Alors si les pensions de Novembre et Décembre 2016 n’avaient pas été payées, deux cadres doivent répondre et expliquer: le Directeur général (Ottina) et le Directeur financier de l’époque; et ils sont connus. Pourquoi le Ministre, responsable selon la loi du suivi est transformé en coupable à la place des anciens vrais gestionnaires de l’argent des pensions en 2016, à savoir le Colonel Ottina et M. Bokassa?"

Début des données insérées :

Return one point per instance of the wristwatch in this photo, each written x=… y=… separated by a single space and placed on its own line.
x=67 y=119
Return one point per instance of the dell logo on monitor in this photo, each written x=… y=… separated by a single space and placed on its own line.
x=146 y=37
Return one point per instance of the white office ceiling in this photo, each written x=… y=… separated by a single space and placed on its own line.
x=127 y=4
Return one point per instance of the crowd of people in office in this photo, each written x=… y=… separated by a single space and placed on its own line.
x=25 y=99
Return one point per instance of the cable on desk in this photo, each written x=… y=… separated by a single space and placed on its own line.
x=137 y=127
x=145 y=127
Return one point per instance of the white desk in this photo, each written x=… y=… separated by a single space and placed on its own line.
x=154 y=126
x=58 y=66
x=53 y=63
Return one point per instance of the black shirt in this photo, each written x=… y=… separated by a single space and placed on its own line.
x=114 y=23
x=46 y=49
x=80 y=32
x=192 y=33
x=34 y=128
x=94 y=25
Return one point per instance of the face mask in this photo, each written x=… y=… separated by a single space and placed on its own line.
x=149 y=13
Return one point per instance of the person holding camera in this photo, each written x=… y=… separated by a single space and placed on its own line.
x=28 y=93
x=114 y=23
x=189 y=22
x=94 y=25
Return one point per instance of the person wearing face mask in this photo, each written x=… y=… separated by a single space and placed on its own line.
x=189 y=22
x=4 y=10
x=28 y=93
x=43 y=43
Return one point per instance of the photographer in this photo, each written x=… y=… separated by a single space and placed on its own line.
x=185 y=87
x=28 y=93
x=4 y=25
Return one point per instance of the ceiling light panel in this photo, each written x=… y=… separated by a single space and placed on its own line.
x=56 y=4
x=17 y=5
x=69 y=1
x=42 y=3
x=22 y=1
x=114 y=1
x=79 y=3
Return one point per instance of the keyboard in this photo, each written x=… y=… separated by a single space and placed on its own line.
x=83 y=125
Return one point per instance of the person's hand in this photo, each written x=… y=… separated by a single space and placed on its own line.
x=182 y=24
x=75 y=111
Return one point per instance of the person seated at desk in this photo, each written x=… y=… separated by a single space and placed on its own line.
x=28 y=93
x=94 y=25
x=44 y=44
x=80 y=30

Les retraités de la CRF, qui vivent un vrai calvaire dû à l'incurie des cadres placés aux grands postes de responsabilité, attendent que la Justice jette toute la lumière sur cette affaire et que les coupables soient dénichés et punis. Mais, la Justice congolaise, elle-même gangrenée par les antivaleurs, est-elle capable de tirer cette affaire au clair et établir les responsabilités ? Beaucoup en doutent. Voyons voir!